Sec. 36a-338. (Formerly Sec. 36-391). Report of public depository. On each call report date, each qualified public depository shall file with the commissioner a written report, certified under oath, indicating (1) the qualified public depository’s risk-based capital ratio and total capital, as determined in accordance with applicable federal regulations and regulations adopted by the commissioner in accordance with chapter 54, (2) the total amount of public deposits held by the qualified public depository other than deposits that have been redeposited into the qualified public depository by another insured depository institution pursuant to a reciprocal deposit arrangement that makes such funds eligible for insurance coverage by the Federal Deposit Insurance Corporation or the National Credit Union Administration, (3) the amount and nature of any eligible collateral segregated and designated to secure the uninsured public deposits in accordance with sections 36a-330 to 36a-338, inclusive, and (4) the amount and the name of the issuer of any letter of credit issued pursuant to section 36a-337. Each depository shall furnish a copy of its most recent report to any public depositor having public funds on deposit in the depository, upon request of the depositor. Any public depository which refuses or neglects to furnish any report or give any information as required by this section shall no longer be a qualified public depository and shall be excluded from the right to receive public deposits.

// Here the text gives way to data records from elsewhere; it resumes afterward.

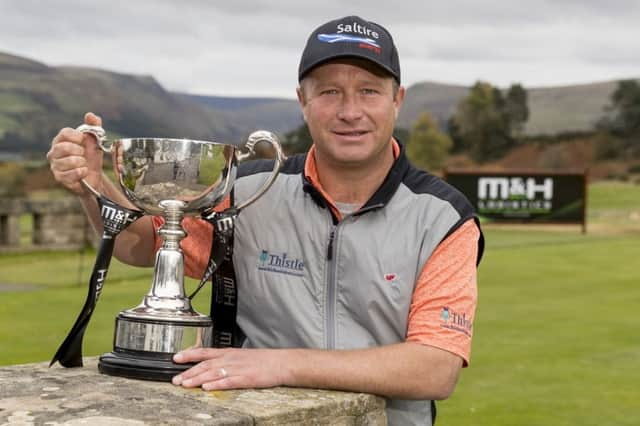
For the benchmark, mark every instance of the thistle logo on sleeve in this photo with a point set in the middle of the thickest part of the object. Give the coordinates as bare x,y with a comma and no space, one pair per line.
457,321
280,263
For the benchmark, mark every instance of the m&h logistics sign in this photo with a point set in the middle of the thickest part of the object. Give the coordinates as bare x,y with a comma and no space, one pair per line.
523,196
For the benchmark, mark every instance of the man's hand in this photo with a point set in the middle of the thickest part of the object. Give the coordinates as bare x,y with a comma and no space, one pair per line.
404,370
232,368
75,156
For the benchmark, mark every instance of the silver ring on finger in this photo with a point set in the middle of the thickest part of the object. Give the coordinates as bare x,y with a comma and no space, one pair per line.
223,373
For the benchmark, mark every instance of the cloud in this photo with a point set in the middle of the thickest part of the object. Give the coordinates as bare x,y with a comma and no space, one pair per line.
253,47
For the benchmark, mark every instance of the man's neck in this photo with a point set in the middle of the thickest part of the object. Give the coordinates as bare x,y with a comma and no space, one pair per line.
354,184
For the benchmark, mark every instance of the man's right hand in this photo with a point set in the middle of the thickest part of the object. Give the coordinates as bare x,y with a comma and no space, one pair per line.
75,156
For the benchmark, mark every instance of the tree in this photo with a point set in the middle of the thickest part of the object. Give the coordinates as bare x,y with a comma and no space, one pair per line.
516,110
486,123
623,118
428,147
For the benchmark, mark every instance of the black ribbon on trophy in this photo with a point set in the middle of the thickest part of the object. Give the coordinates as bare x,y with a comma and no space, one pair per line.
115,218
224,292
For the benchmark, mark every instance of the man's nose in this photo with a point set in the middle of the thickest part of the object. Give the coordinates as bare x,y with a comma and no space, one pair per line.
350,108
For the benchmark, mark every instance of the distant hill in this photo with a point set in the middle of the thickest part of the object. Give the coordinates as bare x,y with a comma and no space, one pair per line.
551,109
277,115
36,100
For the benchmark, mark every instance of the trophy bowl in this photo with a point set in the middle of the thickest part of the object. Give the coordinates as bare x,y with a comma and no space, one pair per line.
171,178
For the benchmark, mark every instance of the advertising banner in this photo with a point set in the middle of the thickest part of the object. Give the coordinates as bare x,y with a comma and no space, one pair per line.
524,196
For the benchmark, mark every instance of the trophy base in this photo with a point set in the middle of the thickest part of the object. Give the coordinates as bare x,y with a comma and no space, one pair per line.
140,367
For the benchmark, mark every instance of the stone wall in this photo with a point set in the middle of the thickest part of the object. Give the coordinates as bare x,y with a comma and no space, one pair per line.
56,224
34,394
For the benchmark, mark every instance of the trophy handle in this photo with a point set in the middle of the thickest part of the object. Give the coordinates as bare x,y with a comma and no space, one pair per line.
249,148
104,144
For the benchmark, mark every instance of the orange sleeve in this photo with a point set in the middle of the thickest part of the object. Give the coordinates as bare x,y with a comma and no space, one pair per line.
444,300
196,246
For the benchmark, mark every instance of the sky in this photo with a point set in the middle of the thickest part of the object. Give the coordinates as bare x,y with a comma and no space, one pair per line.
252,48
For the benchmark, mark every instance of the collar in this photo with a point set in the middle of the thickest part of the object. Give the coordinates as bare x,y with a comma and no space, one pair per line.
312,186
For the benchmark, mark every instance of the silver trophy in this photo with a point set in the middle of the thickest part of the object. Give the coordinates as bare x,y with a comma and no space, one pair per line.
172,178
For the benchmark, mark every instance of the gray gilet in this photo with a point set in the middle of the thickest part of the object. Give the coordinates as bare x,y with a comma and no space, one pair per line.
306,280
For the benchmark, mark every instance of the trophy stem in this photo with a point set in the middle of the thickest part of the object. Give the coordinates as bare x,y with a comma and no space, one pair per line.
167,291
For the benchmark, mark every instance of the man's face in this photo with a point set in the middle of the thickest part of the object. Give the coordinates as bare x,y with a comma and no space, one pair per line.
351,109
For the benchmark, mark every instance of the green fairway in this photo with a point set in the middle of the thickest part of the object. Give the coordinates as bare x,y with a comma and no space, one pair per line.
555,335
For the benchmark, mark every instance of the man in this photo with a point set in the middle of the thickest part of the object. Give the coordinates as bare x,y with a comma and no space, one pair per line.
383,294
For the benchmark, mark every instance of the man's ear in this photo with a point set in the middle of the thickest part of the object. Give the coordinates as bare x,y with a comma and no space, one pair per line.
399,98
303,102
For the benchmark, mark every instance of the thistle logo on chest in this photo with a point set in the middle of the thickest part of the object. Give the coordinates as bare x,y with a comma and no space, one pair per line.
280,263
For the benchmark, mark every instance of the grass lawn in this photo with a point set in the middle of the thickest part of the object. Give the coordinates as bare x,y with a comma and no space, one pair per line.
555,335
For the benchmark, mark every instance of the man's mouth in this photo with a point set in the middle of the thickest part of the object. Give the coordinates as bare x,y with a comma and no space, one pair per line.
350,133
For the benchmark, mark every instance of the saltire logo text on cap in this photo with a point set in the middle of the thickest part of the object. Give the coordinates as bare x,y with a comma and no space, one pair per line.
343,38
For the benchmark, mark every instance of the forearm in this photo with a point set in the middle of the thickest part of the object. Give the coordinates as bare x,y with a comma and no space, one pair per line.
405,370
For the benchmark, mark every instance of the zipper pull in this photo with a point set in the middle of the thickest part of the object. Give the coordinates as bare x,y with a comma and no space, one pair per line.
330,250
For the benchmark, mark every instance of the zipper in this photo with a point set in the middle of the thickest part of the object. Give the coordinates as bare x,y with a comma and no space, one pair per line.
330,302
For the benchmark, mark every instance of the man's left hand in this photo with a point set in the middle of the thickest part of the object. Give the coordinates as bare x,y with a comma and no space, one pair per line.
220,369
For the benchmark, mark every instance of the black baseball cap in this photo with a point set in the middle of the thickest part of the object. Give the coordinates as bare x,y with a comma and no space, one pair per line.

(1967, P.A. 517, S. 10; P.A. 77-614, S. 160, 610; P.A. 87-9, S. 2, 3; P.A. 91-245, S. 8; P.A. 94-122, S. 162, 340; P.A. 08-39, S. 4; P.A. 12-96, S. 42.)

History: P.A. 77-614 replaced bank commissioner with banking commissioner and references to Public Deposit Protection Commission with references to said commissioner, effective January 1, 1979; (Revisor’s note: Pursuant to P.A. 87-9 “banking commissioner” was changed editorially by the Revisors to “commissioner of banking”); P.A. 91-245 added requirements for reporting risk-based capital ratio and total capital, deleted provisions re examination by the commissioner or the Comptroller of the Currency, required depositories to furnish copies of report to public depositories and provided for failure to do so, and made technical change; P.A. 94-122 made technical changes, effective January 1, 1995; Sec. 36-391 transferred to Sec. 36a-338 in 1995; P.A. 08-39 added report requirement re amount and name of issuer of letter of credit issued pursuant to Sec. 36a-337; P.A. 12-96 redesignated existing provisions re contents of report as Subdivs. (1), (3) and (4), added Subdiv. (2) re total amount of public deposits other than deposits redeposited into qualified public depository by another insured depository institution, added reference to “uninsured” re public deposits in Subdiv. (3) and made technical changes, effective June 8, 2012.

Secs. 36a-339 to 36a-349. Reserved for future use.